Fast forward to the week before tryouts of my third year and I was faced with another obstacle that, eventually, would not allow me to compete at OUAs: a torn meniscus. Some people understand how much sports mean to people, while others don’t. It’s just how it is. But, at that moment when I was told I was going to need surgery and there was only a five per cent chance that I would play at the OUAs, I was devastated. I didn’t care what the doctors or my parents had to say. That was the first thing that ran through my mind. I wasn’t going to be able to play in our first OUA competition since 2005 after I helped build this program back up again.
But still, as captain, I had to be there for 7:00am practice every day (our practice times changed), watching from the sidelines as all my friends trained for our matches. I had to be there at every match, hobbling around at a very slow pace to make it from court to court and cheer on my teammates.
I look back at it now and I am extremely appreciative of the incomparable moral support that was shown to me by teammates throughout this whole adventure. Even after, as I embarked on my exchange during the offseason to Australia, two letters were written to me by rookies for the plane ride, explaining and thanking me for how much I had done for them over the course of the season, which literally brought me to tears on the airplane.
I have since pushed through the injury, the constant pain, the recovery, and the daily soreness in my quads, hamstrings, calves, and hip flexors caused by the surgery.
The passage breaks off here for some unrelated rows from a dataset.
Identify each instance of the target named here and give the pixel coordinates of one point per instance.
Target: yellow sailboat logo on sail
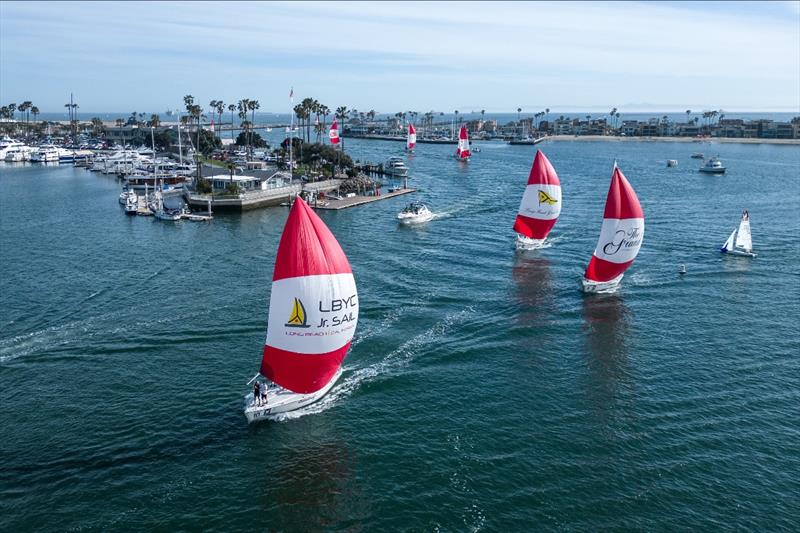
(545, 198)
(297, 319)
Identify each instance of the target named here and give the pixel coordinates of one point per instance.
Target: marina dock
(353, 201)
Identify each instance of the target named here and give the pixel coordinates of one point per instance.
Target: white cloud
(404, 55)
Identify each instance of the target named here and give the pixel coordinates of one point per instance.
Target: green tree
(254, 139)
(208, 142)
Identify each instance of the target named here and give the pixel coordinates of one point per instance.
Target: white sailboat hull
(283, 401)
(601, 287)
(526, 243)
(739, 252)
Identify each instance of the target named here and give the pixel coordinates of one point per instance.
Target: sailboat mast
(153, 143)
(180, 148)
(291, 131)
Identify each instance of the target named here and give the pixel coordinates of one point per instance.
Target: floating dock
(353, 201)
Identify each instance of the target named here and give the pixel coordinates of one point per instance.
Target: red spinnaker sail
(621, 234)
(463, 151)
(334, 132)
(412, 137)
(541, 202)
(313, 307)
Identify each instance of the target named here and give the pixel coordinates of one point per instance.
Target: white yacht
(713, 166)
(414, 213)
(8, 144)
(17, 154)
(46, 153)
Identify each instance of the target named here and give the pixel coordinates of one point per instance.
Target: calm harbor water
(483, 390)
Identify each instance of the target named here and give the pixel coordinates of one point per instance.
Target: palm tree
(253, 105)
(220, 107)
(231, 108)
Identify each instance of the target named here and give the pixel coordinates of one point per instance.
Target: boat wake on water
(391, 365)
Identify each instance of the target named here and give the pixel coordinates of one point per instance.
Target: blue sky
(637, 56)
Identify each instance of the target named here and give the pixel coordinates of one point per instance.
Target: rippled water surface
(483, 390)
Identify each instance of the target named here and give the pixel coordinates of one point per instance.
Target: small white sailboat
(313, 312)
(463, 152)
(741, 241)
(414, 213)
(620, 237)
(411, 140)
(540, 206)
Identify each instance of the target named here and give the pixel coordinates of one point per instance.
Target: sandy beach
(609, 138)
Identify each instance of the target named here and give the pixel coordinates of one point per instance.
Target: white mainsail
(743, 238)
(728, 246)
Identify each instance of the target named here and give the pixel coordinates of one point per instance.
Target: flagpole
(291, 132)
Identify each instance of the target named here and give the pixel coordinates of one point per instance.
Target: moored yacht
(713, 166)
(8, 144)
(18, 154)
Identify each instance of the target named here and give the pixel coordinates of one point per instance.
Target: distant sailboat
(462, 152)
(540, 206)
(313, 311)
(741, 241)
(620, 237)
(412, 138)
(333, 134)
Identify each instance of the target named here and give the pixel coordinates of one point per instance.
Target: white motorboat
(45, 154)
(131, 203)
(713, 166)
(123, 196)
(304, 348)
(415, 213)
(19, 153)
(8, 144)
(741, 241)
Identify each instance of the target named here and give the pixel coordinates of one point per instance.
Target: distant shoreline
(722, 140)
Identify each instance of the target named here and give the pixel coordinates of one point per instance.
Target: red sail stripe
(533, 228)
(301, 373)
(542, 172)
(621, 201)
(602, 270)
(307, 246)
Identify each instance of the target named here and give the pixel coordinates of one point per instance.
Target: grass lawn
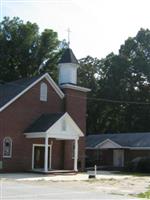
(144, 194)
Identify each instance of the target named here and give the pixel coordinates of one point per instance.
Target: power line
(111, 100)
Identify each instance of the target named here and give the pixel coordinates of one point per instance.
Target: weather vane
(68, 31)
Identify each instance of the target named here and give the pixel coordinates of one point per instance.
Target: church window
(63, 125)
(7, 147)
(43, 92)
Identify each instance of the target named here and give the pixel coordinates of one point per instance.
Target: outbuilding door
(38, 161)
(118, 158)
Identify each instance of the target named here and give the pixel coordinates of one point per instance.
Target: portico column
(46, 155)
(76, 155)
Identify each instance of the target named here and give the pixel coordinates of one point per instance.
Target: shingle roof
(9, 90)
(44, 122)
(123, 139)
(68, 57)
I can honestly say I’ve come back stronger and with newfound purpose. Our team, knowing that we can compete, has ramped up training to twice a day: in the morning and at night. They are long days and finding the balance between practice, fourth-year schoolwork, and trying to go to the gym is difficult at times, but I wouldn’t want it any other way.
“…I was going to make this my year to compete at the OUA Championships.”
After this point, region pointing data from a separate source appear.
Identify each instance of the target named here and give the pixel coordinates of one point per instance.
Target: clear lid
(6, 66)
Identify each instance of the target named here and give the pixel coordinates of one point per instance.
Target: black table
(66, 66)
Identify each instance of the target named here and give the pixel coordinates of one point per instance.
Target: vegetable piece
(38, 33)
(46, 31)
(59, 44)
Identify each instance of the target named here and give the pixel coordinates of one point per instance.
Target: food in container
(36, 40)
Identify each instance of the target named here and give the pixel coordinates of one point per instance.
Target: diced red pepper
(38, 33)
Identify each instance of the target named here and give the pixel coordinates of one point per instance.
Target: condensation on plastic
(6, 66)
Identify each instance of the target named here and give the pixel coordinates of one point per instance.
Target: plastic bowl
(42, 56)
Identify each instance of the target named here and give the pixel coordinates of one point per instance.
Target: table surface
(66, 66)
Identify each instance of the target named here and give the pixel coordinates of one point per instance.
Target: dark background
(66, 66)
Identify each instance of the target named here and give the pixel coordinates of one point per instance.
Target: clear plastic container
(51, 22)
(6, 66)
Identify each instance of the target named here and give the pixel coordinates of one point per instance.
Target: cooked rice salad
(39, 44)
With the season being so short and having to get in form right away, you have to practice multiple times a day to get in enough hits. I made a promise to myself before this season that I was going to set my expectations extremely high, that I was going to work my butt off day in and day out for this team and support my teammates along the way, and that I was going to make this my year to compete at the OUA Championships.
Whether this is my one and only OUA Tennis Championships or my first of a couple more, I am over the moon to finally be able to represent Brock University and my team at this event. When the time comes, it’s going to be tough to leave the program I was so formative in restarting, but it’s extremely satisfying knowing that others will have the opportunity to represent Brock for many more years to come.